2017 proved challenging for many businesses, with a downgrade for productivity growth announced in the latest Autumn Budget, an increase in inflation and confusion caused by Brexit. We surveyed a group of businesses engaging in R&D to gauge attitudes going into the new year, and despite last year’s challenges, the outlook for the coming 12 months seem positive.
Over 60% of businesses we surveyed predict growth in 2018, and almost 80% of respondents said their focus for 2018 remained on hiring more staff and developing new products or services. Furthermore, over three quarters of the UK manufacturing, engineering, IT and life sciences businesses polled said they expected to see an increase in turnover and improved productivity this year as a result.
Though surprisingly, when questioned on funding their growth, half of those polled said they would invest profits, while 57% believed they didn’t need any additional funding and under a third stated they planned on applying for R&D tax credits. This is despite 29% of businesses identifying cash flow will be the biggest barrier to achieving their aspirations.
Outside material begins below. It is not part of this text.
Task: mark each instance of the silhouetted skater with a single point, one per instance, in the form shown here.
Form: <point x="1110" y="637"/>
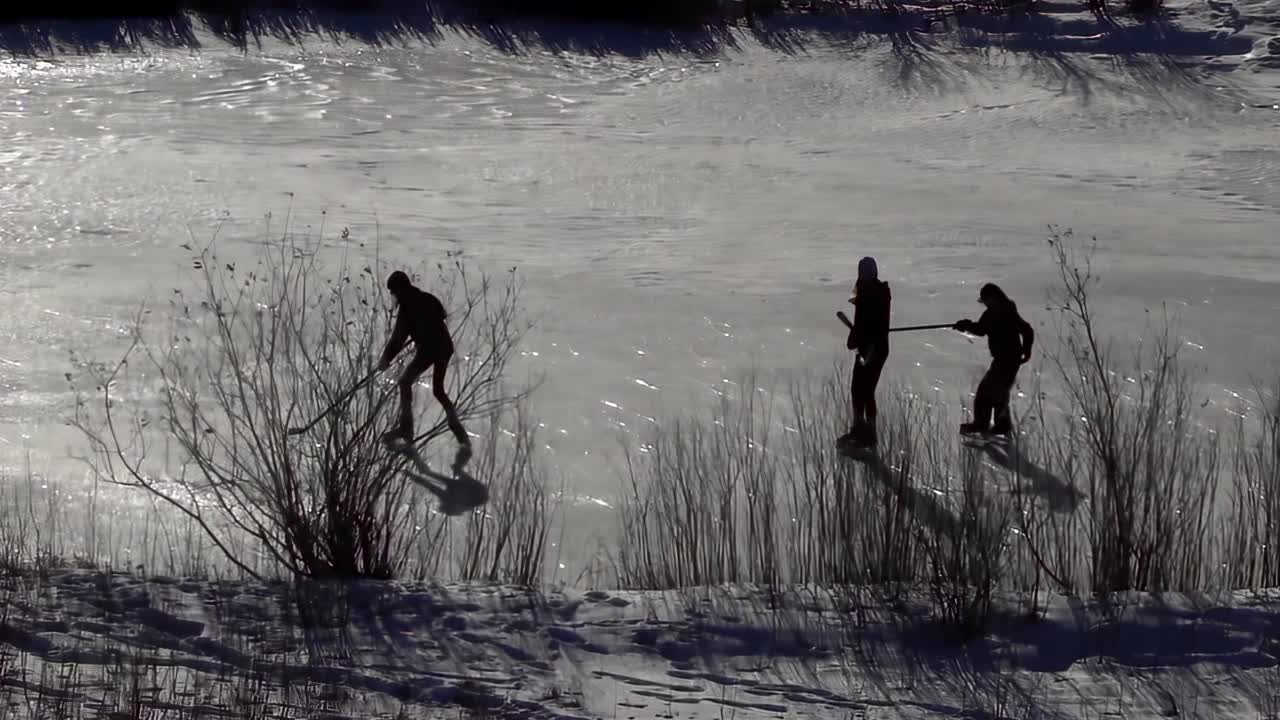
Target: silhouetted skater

Mike Price, Director at MPA, commented on the survey findings:
While it’s encouraging that business outlook remains positive for the coming 12 months, further supported by the strong focus on innovation outlined in the latest Autumn Budget, it is also important that businesses look at all the ways they can successfully fund their growth. R&D tax credits offer a valuable cash injection which can be reinvested to support new business ventures, investment in equipment, or help to employ a greater number of skilled staff.Mike Price, Director, MPA
The latest HMRC figures reported a 20% increase in the uptake of R&D tax credits compared to the previous year. Yet, for thousands of businesses it remains a largely misunderstood, or even unknown scheme.